• The long and painful process of extracting Suunto data to Claude

    I’ve got years of training data in my Suunto. In order to query the past and benchmark Coros Apex 4 against my old setup, I need my old setup’s data — which turns out to be its own small saga. This post covers the Suunto side of that story.

    The problem: no bridge between Suunto and Claude

    Suunto has no MCP connector and no integration with any of the tools I actually use. If I want Claude to see a workout, I have exactly two options, and neither is quick.

    Option one: screenshot the workout data on my phone and upload the images into a chat. Fine for a quick glance, useless for anything requiring real numbers.
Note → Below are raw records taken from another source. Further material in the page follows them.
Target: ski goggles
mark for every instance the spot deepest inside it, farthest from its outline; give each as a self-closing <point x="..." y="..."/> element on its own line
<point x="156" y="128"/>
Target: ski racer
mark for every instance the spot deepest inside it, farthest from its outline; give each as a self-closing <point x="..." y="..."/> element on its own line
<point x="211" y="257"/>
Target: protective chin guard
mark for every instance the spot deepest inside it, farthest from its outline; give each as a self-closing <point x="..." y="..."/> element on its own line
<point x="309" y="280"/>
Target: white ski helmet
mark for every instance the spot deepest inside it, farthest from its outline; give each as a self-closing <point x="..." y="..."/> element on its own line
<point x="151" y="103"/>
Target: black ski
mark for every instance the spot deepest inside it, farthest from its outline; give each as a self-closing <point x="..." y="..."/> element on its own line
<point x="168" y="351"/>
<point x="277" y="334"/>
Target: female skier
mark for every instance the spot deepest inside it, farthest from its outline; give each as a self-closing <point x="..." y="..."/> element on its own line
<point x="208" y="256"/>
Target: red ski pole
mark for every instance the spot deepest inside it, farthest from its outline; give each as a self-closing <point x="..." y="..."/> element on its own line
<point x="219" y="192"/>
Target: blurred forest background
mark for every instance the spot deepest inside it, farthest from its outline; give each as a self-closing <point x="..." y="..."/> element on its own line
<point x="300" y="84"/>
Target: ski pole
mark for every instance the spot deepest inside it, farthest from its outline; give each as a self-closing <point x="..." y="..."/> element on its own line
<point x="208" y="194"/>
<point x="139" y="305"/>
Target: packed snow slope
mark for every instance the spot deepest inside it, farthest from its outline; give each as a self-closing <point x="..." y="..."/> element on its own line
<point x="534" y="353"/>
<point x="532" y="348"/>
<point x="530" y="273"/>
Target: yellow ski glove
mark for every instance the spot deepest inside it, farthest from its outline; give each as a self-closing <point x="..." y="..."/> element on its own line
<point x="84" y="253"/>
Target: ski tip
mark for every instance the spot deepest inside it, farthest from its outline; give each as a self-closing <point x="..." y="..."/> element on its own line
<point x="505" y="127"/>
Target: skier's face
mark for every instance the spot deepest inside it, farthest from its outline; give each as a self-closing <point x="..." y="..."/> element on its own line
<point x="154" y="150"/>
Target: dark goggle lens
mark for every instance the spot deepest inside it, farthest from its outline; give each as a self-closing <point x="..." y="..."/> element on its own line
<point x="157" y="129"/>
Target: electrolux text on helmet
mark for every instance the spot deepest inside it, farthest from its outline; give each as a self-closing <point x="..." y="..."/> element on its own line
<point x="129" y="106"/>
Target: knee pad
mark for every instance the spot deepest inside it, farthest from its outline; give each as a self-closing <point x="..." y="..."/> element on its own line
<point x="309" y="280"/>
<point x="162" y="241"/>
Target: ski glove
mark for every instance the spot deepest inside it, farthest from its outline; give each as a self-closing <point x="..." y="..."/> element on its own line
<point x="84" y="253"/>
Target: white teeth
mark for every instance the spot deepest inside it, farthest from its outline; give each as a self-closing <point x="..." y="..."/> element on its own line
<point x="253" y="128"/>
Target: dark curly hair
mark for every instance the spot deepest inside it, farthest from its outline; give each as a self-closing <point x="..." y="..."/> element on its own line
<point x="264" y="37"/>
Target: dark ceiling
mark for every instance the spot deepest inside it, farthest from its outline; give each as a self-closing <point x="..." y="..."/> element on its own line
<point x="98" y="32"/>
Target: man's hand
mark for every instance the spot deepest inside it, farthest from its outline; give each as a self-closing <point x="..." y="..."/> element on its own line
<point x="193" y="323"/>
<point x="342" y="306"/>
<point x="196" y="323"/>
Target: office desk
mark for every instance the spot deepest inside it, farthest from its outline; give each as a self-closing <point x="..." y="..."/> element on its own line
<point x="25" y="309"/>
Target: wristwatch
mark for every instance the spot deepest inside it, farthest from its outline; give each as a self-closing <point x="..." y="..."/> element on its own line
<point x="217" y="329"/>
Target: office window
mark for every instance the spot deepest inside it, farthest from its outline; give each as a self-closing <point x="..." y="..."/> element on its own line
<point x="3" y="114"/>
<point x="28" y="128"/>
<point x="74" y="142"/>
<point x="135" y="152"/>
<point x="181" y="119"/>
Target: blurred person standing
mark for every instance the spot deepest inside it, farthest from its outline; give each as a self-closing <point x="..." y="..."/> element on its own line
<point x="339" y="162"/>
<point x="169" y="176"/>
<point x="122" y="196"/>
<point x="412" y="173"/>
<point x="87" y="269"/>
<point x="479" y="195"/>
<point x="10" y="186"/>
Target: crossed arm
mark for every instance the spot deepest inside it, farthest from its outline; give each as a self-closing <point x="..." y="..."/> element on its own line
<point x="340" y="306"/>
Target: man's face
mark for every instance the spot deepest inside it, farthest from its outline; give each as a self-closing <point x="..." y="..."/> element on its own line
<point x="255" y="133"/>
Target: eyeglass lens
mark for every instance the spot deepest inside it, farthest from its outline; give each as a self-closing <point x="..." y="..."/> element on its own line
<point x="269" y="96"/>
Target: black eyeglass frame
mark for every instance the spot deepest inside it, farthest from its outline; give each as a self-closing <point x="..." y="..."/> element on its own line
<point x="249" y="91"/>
    Option two: export the workout from the Suunto app into one of several formats — GPX, KML, FIT, or JSON (Claude prefers JSON) — mail the file to myself, save it to my computer, and re-upload it into Claude Desktop from there.

    I did try to shortcut this by saving the export directly on my phone and uploading straight into Claude’s mobile app. It never worked — my best guess is the file is simply too large for the mobile app to handle. So the round trip through email stays mandatory, for now.

    A glimmer of hope: someone already built this

    While grumbling about this workflow, I stumbled on a Reddit thread where a user called Googlarz mentioned he’d actually built an MCP server for Suunto. An actual bridge between the watch and Claude, built by someone clearly as fed up with the manual export dance as I am. Problem solved !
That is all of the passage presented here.